From age ten on, I learned how to squeeze, jostle, and sneak my way into the spotlight. I had siblings who were instant stars to everyone because the cameras loved them — handsomer, more athletic, brighter, sweeter, funnier, sights for sore eyes, as comfy as an old pair of socks. At age ten, I developed a fear of obscurity and discovered ways of grabbing some of the kleig lights. The one that worked in a bigger way than any others was going for the gold in academics. I wasn’t the brightest bulb in the family, but worked harder than anyone (and cheated some) to make the grade. In adulthood, I quickly transferred going for the honor roll to going for promotions at work. Over the decades, I went from a regular employee with no title to earning titles like Supervisor, Manager, Director, Vice President, and Chief Learning Officer.
A major challenge of the senior years of life is how to let go of hanging on to a lifetime in the spotlight. It feels like stripping for an ex-exhibitionist who now has nothing but flab to show instead of toned muscles. It’s embarrassing, it’s humiliating, it’s downright depressing. So long as I think I am my title and my achievements. What’s a workaholic to do when he runs out of work, when no one recognizes his work? Why, he works harder, of course!
This will be my condition, as long as I’m frozen in the habits of a lifetime. I have a window of optimism in the words of David Richo, from his book “When Love Meets Fearm Becoming Defense-Less and Resource-Full” (Paulist Press, 1997) that goes as follows:
“In the spiritual view the void is also presided over by the Holy Spirit that brooded over the original waters of chaos to bring about the creation. The Holy Spirit is the female power counterpoised to the trickster — male energy. The female dove broods over the unhatched young in order to bring them to life. During this gap, the old is dying but the new has not yet been born and our limited consciousness does not even know if it will be born.”
My entire life was about working hard to prove my worth. “Lazy” is one word that never ever felt insulting to me because I don’t even know what it means. I am also beyond feeling proud I am not lazy because I don’t know any other way to be than to work.
The problem has never been whether to continue working or not, but whether to work for the spotlight of recognition and appreciation or be able to do without the perks of feedback and acknowledgement. It took a while for me to adjust to a life without titles, but continuing to work where no one says anything good or bad feels like the equivalent of being in total isolation.

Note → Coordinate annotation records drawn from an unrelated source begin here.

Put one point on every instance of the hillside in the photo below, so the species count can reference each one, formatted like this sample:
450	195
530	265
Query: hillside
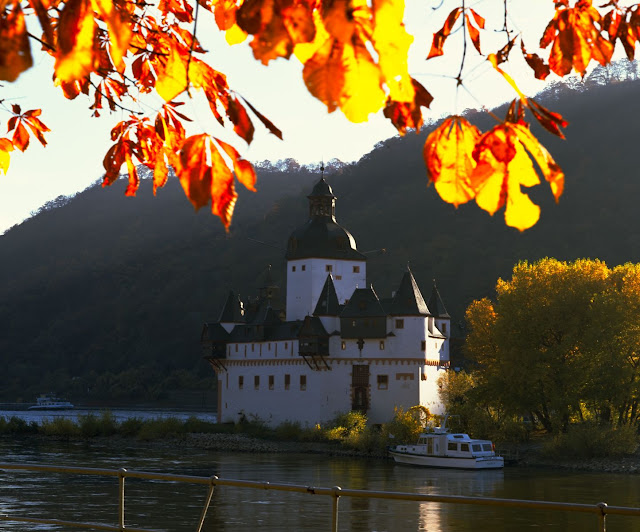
105	295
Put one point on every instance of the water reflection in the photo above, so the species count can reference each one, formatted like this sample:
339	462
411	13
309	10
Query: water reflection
175	507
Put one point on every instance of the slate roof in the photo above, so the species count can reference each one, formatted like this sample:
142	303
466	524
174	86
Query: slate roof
328	304
214	332
312	326
408	300
233	310
321	188
363	303
435	303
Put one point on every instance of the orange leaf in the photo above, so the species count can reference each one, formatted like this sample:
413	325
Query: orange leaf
404	115
6	146
551	121
392	42
204	176
474	33
345	75
76	33
276	25
540	68
440	36
504	165
118	22
576	36
15	52
243	169
448	154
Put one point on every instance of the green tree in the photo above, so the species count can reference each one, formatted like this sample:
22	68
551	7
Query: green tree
559	342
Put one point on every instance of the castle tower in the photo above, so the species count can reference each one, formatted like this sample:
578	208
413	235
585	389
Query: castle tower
318	248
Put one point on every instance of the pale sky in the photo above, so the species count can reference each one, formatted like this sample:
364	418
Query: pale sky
77	143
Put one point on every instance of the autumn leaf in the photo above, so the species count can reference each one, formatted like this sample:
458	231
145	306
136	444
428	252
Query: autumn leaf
448	154
15	51
540	68
345	76
504	165
205	177
76	33
276	25
408	115
474	23
441	35
576	36
6	147
391	41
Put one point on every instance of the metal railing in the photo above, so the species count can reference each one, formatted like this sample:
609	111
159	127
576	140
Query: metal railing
599	510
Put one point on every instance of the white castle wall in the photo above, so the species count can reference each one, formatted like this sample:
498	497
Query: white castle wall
306	278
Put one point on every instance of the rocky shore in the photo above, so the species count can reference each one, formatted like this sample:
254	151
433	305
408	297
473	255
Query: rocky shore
526	456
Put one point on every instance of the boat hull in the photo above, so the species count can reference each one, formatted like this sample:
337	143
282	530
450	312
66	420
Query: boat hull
449	462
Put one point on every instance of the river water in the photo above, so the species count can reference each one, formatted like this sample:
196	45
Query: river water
176	507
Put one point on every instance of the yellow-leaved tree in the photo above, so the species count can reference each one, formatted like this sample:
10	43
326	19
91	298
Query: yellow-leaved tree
354	52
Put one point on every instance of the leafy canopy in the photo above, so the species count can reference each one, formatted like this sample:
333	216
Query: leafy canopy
354	52
560	343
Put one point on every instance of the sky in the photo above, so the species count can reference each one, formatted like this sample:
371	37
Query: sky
72	160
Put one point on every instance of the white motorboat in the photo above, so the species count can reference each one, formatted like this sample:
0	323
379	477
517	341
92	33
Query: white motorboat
442	448
50	402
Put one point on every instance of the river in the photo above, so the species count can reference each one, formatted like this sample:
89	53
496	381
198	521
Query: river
176	507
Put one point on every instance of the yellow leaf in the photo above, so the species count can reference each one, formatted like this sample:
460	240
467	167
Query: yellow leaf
235	35
173	79
503	168
76	31
448	154
392	43
15	51
119	25
5	159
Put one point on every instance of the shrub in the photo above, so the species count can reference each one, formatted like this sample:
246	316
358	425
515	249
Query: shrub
91	426
59	427
591	440
154	429
195	425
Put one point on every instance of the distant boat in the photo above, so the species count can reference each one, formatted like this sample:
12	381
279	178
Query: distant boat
50	402
444	449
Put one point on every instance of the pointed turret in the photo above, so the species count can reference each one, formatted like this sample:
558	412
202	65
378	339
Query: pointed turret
233	309
408	300
435	303
328	304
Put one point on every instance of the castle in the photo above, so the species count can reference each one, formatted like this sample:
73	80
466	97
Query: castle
336	347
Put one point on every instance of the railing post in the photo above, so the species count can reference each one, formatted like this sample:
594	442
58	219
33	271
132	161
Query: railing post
336	497
602	516
121	474
207	502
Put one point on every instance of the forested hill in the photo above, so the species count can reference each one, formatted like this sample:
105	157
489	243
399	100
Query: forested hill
104	296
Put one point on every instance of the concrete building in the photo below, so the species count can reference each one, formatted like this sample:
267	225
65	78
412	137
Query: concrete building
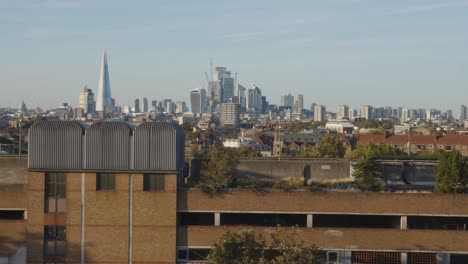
241	93
145	105
299	104
366	111
287	100
342	112
319	113
463	115
87	100
104	105
121	200
405	115
137	106
254	99
198	101
230	114
180	107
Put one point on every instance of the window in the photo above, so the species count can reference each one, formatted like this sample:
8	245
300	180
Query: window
182	254
55	192
154	182
12	214
55	240
105	182
332	257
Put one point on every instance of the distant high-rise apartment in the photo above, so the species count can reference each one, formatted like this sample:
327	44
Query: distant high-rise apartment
145	105
404	115
198	101
287	100
342	112
299	104
180	107
352	113
22	108
230	114
87	100
241	94
254	99
137	106
366	111
463	114
165	103
104	98
170	107
319	113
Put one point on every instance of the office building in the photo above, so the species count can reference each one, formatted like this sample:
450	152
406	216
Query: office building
463	115
342	112
180	107
287	100
241	90
104	98
145	105
122	200
137	106
198	101
366	111
254	99
230	114
299	104
319	113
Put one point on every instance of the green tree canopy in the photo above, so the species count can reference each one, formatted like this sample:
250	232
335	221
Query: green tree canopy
249	248
451	173
330	146
372	149
367	178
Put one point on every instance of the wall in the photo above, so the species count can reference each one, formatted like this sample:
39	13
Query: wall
414	172
313	169
326	202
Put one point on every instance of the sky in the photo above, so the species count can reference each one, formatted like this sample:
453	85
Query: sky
411	53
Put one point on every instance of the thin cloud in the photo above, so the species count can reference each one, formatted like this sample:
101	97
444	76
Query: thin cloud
431	7
242	36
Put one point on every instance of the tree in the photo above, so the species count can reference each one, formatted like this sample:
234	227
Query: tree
372	149
286	249
249	248
233	248
451	173
366	176
330	147
217	168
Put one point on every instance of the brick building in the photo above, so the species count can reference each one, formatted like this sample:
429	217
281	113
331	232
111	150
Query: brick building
419	143
109	193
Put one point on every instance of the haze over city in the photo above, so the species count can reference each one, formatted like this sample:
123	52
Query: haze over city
400	53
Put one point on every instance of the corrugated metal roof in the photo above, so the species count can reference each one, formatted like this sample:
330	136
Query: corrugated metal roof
108	146
159	146
55	145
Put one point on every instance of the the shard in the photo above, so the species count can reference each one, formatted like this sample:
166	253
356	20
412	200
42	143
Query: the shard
104	99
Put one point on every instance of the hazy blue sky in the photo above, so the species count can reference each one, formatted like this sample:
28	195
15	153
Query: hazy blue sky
399	53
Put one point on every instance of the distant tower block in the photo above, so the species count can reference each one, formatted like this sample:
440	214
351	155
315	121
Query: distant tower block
104	98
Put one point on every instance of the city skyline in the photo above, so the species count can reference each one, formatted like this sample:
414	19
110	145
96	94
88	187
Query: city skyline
407	50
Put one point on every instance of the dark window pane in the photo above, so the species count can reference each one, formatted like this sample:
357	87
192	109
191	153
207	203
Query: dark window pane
61	233
154	182
50	177
61	178
50	190
105	181
182	254
49	233
61	190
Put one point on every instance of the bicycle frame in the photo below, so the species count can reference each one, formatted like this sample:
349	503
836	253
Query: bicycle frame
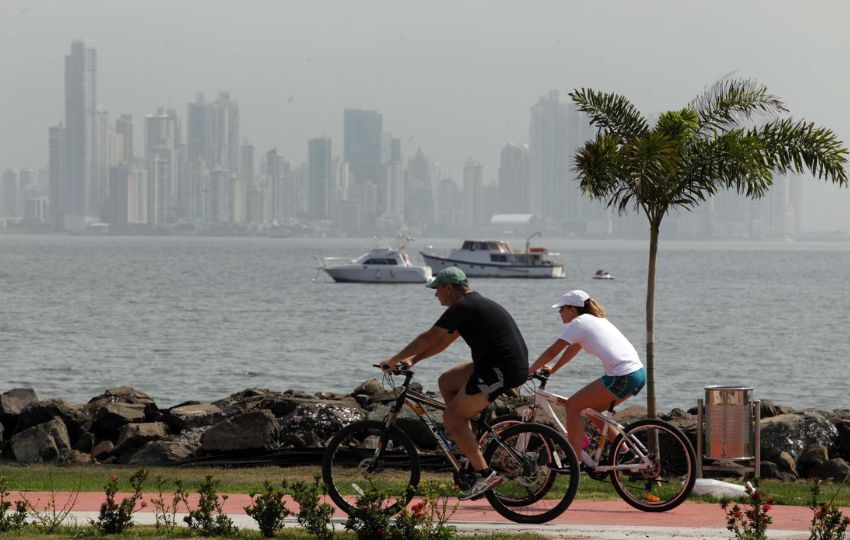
417	402
542	401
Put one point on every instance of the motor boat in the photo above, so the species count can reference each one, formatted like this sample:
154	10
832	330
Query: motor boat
378	265
496	258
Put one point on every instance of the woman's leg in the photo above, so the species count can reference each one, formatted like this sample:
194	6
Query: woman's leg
593	396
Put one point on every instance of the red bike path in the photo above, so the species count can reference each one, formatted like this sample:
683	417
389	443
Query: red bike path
581	512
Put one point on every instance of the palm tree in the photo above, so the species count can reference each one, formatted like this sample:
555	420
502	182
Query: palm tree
713	143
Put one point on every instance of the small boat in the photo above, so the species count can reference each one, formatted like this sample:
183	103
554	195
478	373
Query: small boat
378	265
496	258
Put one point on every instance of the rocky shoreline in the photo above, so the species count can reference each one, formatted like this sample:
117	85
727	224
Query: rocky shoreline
258	426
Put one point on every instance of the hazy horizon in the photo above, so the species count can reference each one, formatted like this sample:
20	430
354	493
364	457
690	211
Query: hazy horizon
456	79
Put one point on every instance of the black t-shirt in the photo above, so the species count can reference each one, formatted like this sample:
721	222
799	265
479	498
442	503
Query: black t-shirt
489	331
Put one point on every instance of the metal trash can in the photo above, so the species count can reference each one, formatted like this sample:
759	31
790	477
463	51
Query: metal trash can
729	422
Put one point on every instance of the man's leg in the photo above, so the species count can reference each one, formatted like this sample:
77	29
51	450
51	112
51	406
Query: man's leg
454	380
460	409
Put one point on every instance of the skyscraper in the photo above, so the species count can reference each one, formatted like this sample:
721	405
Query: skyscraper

My choice is to rattle people’s cages and demand a yay or nay or else, or to make my ascent to obscurity, where what matters is what is beyond and outside of publicity. All my life, I wanted my work to be a form of service, not realizing that at least half of that service was to the dysfunctional, controlling, fear-driven ego. The other half was inbred, authentic, and comes from a pure place, a natural God-given drive to find my relatedness to others.
Now, I am entertaining this question:
What if there has been a Divine Plan all along that saw me through bouncing around like a pingpong ball from achievement to recognition? What if all that thrashing about that fed my ego served a grander plan beyond my ego? What if the absence of spotlight and feedback remains part of a grander plan? What if my ego noise has also been accommodated by that plan, one that would follow its own course, whether or not I behave like a pig squealing its way to obscurity and enlightenment?